Rose accurately concluded that the Cartoon Crisis was “about how to coexist in a world in which old boundaries have crumbled.” Modern technology and immigration have created a globalized world where “societies everywhere are becoming more multiethnic, multicultural, and multireligious.” Thus “if freedom and tolerance are to have a chance of surviving in the new world, we all need to develop thicker skin.”

More speech, not less, was Rose’s answer to inevitable culture clashes. “Words are a democracy’s way of dealing with conflict,” he noted. In reality, the “violence, destruction, and killings that occurred during the Cartoon Crisis took place in countries without freedom of speech and religion” such as Nigeria.

Rose admired how “freedom of speech enjoys a hallowed status in the United States.” Here in modern times racism had subsided precisely as free speech legal standards had liberalized. This “undermines those who in Europe insist on a causal link between legalization of hate speech on the one hand and racist violence and killings on the other.”

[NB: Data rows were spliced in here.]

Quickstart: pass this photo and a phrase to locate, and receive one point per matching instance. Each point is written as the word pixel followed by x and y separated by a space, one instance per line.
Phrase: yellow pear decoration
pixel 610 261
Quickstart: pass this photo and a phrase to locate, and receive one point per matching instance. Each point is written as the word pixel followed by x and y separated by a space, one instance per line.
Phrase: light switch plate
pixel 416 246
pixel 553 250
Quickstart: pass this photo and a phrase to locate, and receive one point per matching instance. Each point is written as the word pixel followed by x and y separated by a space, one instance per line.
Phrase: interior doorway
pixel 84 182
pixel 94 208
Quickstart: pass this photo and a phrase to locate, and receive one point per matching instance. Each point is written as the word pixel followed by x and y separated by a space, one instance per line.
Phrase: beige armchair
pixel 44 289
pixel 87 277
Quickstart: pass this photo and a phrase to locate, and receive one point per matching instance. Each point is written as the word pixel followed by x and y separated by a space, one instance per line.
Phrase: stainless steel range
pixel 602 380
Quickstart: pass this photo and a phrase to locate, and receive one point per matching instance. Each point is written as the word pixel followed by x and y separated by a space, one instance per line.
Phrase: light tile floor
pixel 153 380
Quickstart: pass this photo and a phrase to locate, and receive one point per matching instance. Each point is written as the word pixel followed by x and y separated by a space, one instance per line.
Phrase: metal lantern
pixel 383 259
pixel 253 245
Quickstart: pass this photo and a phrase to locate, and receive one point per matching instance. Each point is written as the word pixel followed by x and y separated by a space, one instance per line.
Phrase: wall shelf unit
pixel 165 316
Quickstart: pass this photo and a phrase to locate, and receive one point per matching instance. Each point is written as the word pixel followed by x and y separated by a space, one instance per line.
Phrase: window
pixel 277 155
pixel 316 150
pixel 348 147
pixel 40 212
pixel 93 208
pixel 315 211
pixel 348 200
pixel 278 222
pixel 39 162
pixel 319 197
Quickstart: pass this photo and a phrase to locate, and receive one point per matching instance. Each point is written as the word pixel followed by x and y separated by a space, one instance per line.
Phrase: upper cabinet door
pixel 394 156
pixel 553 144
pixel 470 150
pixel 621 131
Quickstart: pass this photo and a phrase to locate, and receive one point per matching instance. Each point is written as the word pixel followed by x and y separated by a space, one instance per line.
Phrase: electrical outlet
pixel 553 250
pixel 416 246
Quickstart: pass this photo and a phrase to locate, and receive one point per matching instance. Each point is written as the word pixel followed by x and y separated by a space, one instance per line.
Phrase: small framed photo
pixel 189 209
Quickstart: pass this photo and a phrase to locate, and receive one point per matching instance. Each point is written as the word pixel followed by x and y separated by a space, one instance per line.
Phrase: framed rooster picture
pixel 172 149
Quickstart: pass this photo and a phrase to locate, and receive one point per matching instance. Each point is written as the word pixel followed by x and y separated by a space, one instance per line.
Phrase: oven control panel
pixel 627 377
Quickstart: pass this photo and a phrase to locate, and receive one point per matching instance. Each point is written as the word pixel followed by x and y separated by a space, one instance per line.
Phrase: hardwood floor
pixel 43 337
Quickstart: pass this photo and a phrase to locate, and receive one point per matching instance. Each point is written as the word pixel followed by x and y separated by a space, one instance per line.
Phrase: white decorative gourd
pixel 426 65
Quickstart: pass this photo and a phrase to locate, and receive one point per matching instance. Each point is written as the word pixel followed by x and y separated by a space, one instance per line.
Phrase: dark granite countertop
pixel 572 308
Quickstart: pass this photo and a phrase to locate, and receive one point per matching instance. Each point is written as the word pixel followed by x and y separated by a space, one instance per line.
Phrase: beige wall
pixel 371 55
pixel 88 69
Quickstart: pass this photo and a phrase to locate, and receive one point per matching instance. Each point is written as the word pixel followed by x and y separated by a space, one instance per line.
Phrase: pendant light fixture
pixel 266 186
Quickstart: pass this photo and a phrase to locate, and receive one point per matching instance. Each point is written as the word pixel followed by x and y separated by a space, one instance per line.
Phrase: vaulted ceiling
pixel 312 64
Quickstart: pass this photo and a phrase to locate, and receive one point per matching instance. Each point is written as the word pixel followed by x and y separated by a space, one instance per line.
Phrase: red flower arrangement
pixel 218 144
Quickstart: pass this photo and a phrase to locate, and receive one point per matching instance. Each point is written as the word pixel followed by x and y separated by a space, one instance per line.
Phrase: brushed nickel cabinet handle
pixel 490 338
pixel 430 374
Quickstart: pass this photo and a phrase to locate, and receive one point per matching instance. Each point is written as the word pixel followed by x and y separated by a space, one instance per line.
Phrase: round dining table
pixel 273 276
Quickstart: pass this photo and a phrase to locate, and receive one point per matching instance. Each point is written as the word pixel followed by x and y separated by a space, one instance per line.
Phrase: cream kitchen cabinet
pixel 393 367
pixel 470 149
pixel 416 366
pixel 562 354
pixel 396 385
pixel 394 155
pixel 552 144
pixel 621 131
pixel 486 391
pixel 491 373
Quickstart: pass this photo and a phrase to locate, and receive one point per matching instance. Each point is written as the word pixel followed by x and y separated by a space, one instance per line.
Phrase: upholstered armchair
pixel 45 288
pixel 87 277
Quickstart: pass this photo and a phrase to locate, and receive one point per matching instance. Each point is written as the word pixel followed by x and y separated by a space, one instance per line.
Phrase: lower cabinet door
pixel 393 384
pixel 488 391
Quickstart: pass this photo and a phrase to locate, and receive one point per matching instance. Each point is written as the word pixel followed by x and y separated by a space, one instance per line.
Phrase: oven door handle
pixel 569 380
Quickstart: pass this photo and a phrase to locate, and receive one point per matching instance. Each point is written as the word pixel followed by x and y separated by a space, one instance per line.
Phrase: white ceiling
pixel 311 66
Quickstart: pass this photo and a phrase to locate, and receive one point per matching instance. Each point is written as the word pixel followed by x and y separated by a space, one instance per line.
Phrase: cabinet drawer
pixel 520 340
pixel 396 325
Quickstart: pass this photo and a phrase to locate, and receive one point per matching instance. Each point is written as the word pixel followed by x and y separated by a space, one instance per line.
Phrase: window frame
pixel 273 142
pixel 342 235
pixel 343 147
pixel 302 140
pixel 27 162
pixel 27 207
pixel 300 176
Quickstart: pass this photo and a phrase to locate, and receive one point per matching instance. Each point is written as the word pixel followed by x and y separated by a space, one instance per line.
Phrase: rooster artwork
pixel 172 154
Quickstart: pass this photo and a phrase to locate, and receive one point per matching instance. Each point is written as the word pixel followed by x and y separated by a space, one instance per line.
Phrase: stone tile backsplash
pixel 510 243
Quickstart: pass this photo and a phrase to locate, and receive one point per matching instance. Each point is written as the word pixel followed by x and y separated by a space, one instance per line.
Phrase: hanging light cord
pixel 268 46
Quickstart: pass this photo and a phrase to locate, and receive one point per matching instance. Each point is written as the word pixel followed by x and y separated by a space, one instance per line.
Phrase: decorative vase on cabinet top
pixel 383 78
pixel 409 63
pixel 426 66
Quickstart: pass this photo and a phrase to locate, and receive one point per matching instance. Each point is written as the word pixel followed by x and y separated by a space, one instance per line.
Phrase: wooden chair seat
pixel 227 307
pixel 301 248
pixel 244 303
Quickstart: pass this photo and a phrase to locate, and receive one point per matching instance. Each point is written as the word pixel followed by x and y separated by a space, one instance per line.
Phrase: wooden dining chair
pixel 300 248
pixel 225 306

Similarly, the “widely touted claim that hate speech against the Jews was a primary cause of the Holocaust has no empirical support,” Rose noted. Weimar Republic authorities prosecuted numerous Nazi leaders under hate speech laws. Yet these legal processes merely offered Nazis a “glorious opportunity to bait the Jewish community in the bully pulpit of the court.”

Yet free speech advocate and lawyer Deborah Weiss, who met both Rose and Westergaard in the course of her work, understands how often isolated their views are. She observed in a recent conversation that free speech has only become more imperiled in the years since Westergaard’s cartoon. All the more reason to return to Rose’s arguments about the late Westergaard’s legacy.